You may terminate this Agreement at any time and for any reason, by giving written notice to SCG. SCG may terminate this Agreement, effective immediately upon written notice to you if you (a) fail to pay any portion of the license fees (see Fees in Section 9), when due and fail to cure such non-payment within thirty (30) days after receipt of notice of same, or (b) if you otherwise breach any provision of this Agreement. Upon expiration or termination of this Agreement, you must erase or otherwise destroy all copies of SCG Products in accordance with this Agreement, and your rights hereunder will immediately end.
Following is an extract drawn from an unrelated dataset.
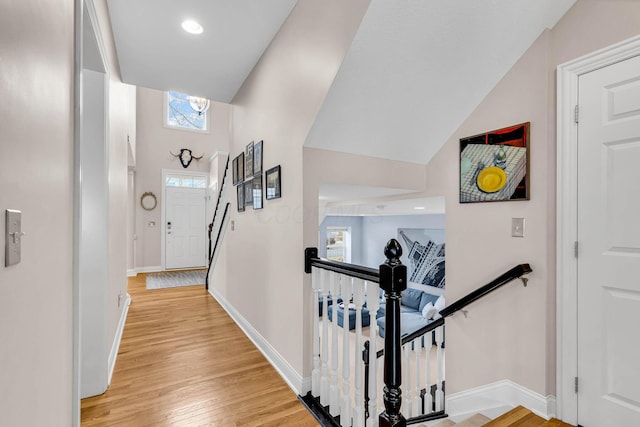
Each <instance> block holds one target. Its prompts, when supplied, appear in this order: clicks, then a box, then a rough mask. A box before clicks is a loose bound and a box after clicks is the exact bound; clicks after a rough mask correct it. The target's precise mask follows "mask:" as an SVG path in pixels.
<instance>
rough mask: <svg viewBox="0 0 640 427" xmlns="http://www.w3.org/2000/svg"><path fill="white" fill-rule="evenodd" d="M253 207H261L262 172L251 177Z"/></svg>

Notwithstanding the foregoing, Sections 1, 2, 3, 4, 5, 7, 12, and 15 will survive expiration or termination of this Agreement for any reason.
12. THIRD PARTY SOFTWARE
SCG Products contain or may be accompanied by certain programs (“Third Party Software”) licensed by their respective owners, including the Adobe Reader program supplied by Adobe Systems, Inc “Adobe” and other third-party contributors. Copyright notices for Third Party Software will be provided in SCG Products’ “About” screen or in the documentation that accompanies SCG Products. Certain Third Party Software is subject to separate third-party license terms as specified by their respective owners, and these terms are incorporated into the software provided with SCG Products. By using SCG Products that make use of Third Party Software, you agree to comply with the included third-party license terms provided with that software.
No rights to use SCG’s logos or other trademarks are granted under this Agreement. If you would like to use SCG’s logos or other trademarks, please contact SCG at [email protected]
13.2. Compliance with Laws
You will comply with all applicable export and import control laws and regulations in your use of SCG Products and, in particular, you will not export or re-export SCG Products, without all required government licenses. You will defend, indemnify, and hold harmless SCG and its suppliers and Authorized Distributors from and against any violation of such laws or regulations by you.
You may not assign or transfer, by operation of law or otherwise, any of your rights under this Agreement to any third party without SCG’s prior written consent. Any attempted assignment or transfer in violation of the foregoing will be void. SCG may freely assign its rights or delegate its obligations under this Agreement.
This Agreement is in the English language, and its English language version will be controlling over any translation.
Except as otherwise provided in this Agreement, the parties’ rights and remedies under this Agreement are cumulative. You acknowledge that SCG Products contain valuable trade secrets and proprietary information belonging to SCG and its suppliers, that any actual or threatened breach by you of this Agreement by you will constitute immediate, irreparable harm for which monetary damages would be an inadequate remedy, and that injunctive relief is an appropriate remedy for such breach. If any legal action is brought to enforce this Agreement, the prevailing party will be entitled to receive its attorneys’ fees, court costs, and other collection expenses, in addition to any other relief it may receive.
All waivers must be in writing. Any waiver or failure to enforce any provision of this Agreement on one occasion will not be deemed a waiver of any other provision or of such provision on any other occasion.